People are starting to use data oriented design instead of OOP. Data oriented design doesn't hide state, is generally faster and easier to comprehend as it doesn't abstract too much.
Data oriented design makes sense in video games where perfomance Is very important, but in most business applications having good abstractions which are flexible and easily maintainable is much more important than optimising for cache usage.
I keep hearing this from OOP proponents, but I just don't find it to be true in my experience. Programs written with DOD in mind have very clear data flow and only pass on and use data that is relevant. Programs written with OOP in mind primarily care about some notion of beautiful code and abstractions, which I find to be highly subjective. As a result they generally have very muddy data flow where e.g. unrelated data is passed around that isn't even required to implement a feature. This creates all kinds of poor modularization, dependency hell, huge monoliths, difficult testing (mocking, fakes, etc...), among many other problems.
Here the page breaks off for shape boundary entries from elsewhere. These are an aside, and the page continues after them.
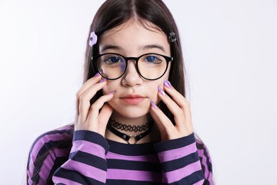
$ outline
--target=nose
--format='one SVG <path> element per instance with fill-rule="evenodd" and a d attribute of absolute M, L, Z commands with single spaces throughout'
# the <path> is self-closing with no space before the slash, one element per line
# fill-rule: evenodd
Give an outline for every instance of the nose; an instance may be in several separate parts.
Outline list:
<path fill-rule="evenodd" d="M 143 83 L 143 79 L 136 70 L 136 61 L 130 60 L 127 63 L 127 68 L 123 76 L 122 85 L 131 87 L 141 85 Z"/>

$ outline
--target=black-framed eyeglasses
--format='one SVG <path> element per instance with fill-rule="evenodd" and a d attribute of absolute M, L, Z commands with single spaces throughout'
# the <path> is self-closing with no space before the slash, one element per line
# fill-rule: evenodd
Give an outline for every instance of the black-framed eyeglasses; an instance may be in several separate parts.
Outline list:
<path fill-rule="evenodd" d="M 107 80 L 116 80 L 126 72 L 129 60 L 136 61 L 136 68 L 144 79 L 155 80 L 166 72 L 168 63 L 173 60 L 168 57 L 157 53 L 146 53 L 138 57 L 125 57 L 115 53 L 104 53 L 92 57 L 93 65 L 100 75 Z"/>

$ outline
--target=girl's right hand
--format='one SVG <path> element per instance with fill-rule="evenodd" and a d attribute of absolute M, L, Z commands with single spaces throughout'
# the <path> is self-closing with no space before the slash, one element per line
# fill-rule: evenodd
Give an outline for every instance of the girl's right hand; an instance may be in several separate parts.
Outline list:
<path fill-rule="evenodd" d="M 75 130 L 90 130 L 104 137 L 107 124 L 113 111 L 107 102 L 113 97 L 115 92 L 100 97 L 91 105 L 90 99 L 107 85 L 106 79 L 101 79 L 101 75 L 97 73 L 77 92 Z"/>

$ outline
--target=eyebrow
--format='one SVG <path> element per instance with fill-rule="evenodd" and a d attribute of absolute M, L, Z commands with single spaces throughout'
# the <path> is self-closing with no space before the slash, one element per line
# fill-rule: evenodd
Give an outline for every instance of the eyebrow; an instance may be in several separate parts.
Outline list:
<path fill-rule="evenodd" d="M 157 49 L 159 49 L 159 50 L 161 50 L 161 51 L 162 51 L 163 52 L 165 52 L 165 48 L 163 47 L 161 45 L 158 45 L 158 44 L 149 44 L 149 45 L 146 45 L 146 46 L 144 46 L 140 47 L 139 49 L 140 50 L 148 50 L 148 49 L 153 49 L 153 48 L 157 48 Z M 119 51 L 119 50 L 122 50 L 122 48 L 119 46 L 106 45 L 106 46 L 104 46 L 102 48 L 101 51 L 104 52 L 104 51 L 109 50 L 109 49 Z"/>
<path fill-rule="evenodd" d="M 157 49 L 161 50 L 163 52 L 165 52 L 165 48 L 163 48 L 162 46 L 158 45 L 158 44 L 146 45 L 142 48 L 143 50 L 153 49 L 153 48 L 157 48 Z"/>
<path fill-rule="evenodd" d="M 113 50 L 121 50 L 121 48 L 119 46 L 114 46 L 114 45 L 106 45 L 103 47 L 102 49 L 102 52 L 109 50 L 109 49 L 113 49 Z"/>

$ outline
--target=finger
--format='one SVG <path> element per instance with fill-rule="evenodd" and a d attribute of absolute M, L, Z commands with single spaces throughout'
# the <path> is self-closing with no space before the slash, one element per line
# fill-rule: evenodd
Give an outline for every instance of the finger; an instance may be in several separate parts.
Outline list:
<path fill-rule="evenodd" d="M 150 109 L 150 114 L 157 125 L 158 130 L 162 135 L 163 133 L 168 132 L 168 130 L 174 129 L 174 125 L 172 124 L 169 118 L 155 105 L 151 101 L 151 107 Z"/>
<path fill-rule="evenodd" d="M 187 121 L 192 120 L 190 104 L 187 99 L 178 92 L 168 80 L 164 81 L 164 89 L 171 96 L 175 102 L 183 110 Z"/>
<path fill-rule="evenodd" d="M 174 115 L 175 126 L 178 128 L 180 128 L 180 127 L 182 127 L 182 125 L 184 125 L 185 122 L 185 115 L 183 110 L 175 102 L 174 102 L 169 96 L 165 94 L 165 92 L 161 87 L 158 87 L 158 97 L 165 104 L 168 110 Z"/>
<path fill-rule="evenodd" d="M 171 96 L 172 99 L 179 105 L 179 107 L 183 107 L 184 106 L 184 101 L 186 101 L 185 97 L 178 92 L 168 80 L 165 80 L 163 85 L 164 90 L 166 92 Z"/>
<path fill-rule="evenodd" d="M 87 117 L 88 111 L 91 106 L 90 100 L 95 95 L 97 91 L 106 85 L 107 83 L 98 83 L 89 87 L 79 98 L 79 114 L 81 123 L 85 122 Z"/>
<path fill-rule="evenodd" d="M 98 120 L 99 122 L 99 133 L 102 135 L 104 135 L 106 132 L 107 124 L 109 119 L 112 115 L 113 108 L 107 103 L 105 102 L 100 110 L 99 114 Z"/>
<path fill-rule="evenodd" d="M 99 132 L 99 110 L 102 108 L 104 104 L 112 100 L 113 93 L 109 93 L 106 95 L 100 97 L 90 107 L 89 115 L 87 116 L 87 122 L 89 124 L 89 130 Z M 103 119 L 103 118 L 102 118 Z"/>
<path fill-rule="evenodd" d="M 76 113 L 79 114 L 79 99 L 81 95 L 92 85 L 99 83 L 101 80 L 102 77 L 97 73 L 93 78 L 89 79 L 87 82 L 85 82 L 81 87 L 81 88 L 76 93 Z"/>

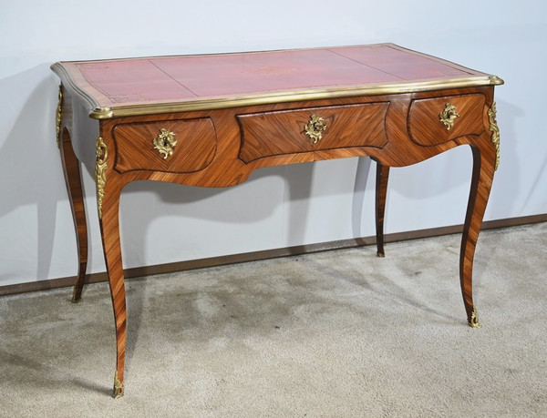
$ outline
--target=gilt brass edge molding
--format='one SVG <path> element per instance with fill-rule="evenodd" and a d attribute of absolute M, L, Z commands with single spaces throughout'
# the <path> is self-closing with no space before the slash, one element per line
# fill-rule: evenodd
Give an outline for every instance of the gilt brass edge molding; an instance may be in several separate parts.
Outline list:
<path fill-rule="evenodd" d="M 98 211 L 98 219 L 102 219 L 102 201 L 105 197 L 105 187 L 107 185 L 107 158 L 108 150 L 103 138 L 97 138 L 97 157 L 95 160 L 95 183 L 97 185 L 97 209 Z"/>
<path fill-rule="evenodd" d="M 500 166 L 500 128 L 498 127 L 498 121 L 496 120 L 496 102 L 492 103 L 490 109 L 488 109 L 488 120 L 490 122 L 489 130 L 492 133 L 490 140 L 494 147 L 496 147 L 496 164 L 494 165 L 494 170 L 498 169 Z"/>
<path fill-rule="evenodd" d="M 61 148 L 61 123 L 63 121 L 63 86 L 59 85 L 59 97 L 56 112 L 56 127 L 57 127 L 57 148 Z"/>
<path fill-rule="evenodd" d="M 237 97 L 212 97 L 203 100 L 185 102 L 159 103 L 148 105 L 112 106 L 101 107 L 96 106 L 89 117 L 94 119 L 108 119 L 129 116 L 156 115 L 160 113 L 188 112 L 197 110 L 213 110 L 229 107 L 240 107 L 274 103 L 321 100 L 329 98 L 354 97 L 357 96 L 379 96 L 401 93 L 415 93 L 446 88 L 472 87 L 480 86 L 497 86 L 503 81 L 495 76 L 453 78 L 439 81 L 418 81 L 414 83 L 393 83 L 351 87 L 333 87 L 299 91 L 268 92 L 253 96 Z"/>
<path fill-rule="evenodd" d="M 112 117 L 112 115 L 108 114 L 108 107 L 101 107 L 100 105 L 95 100 L 95 98 L 93 98 L 92 96 L 90 96 L 88 92 L 82 90 L 74 84 L 70 74 L 67 71 L 67 69 L 63 66 L 62 64 L 63 63 L 61 62 L 57 62 L 51 65 L 50 68 L 61 79 L 63 87 L 77 97 L 79 97 L 81 100 L 85 103 L 86 107 L 88 110 L 92 109 L 90 110 L 91 113 L 93 113 L 96 109 L 100 109 L 98 113 L 101 117 L 96 118 L 106 119 Z"/>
Whenever I have had to rewrite large parts of a program, I have always found it to be easier to do this in a DOD program rather than an OOP program. The biggest reason why DOD is used in video game programming to begin with is flexibility in mixing and matching functionality of game objects (entity-component-systems etc).
I tend to disagree — although I thought the same one or two years ago. Data oriented design doesn’t automatically mean you have to sacrifice useful abstractions on the altar of performance. You’ll have to find different abstractions and ways of composing them together to get a maintainable, flexible result.
In fact I find good data driven designs easier to maintain than good OOP ones..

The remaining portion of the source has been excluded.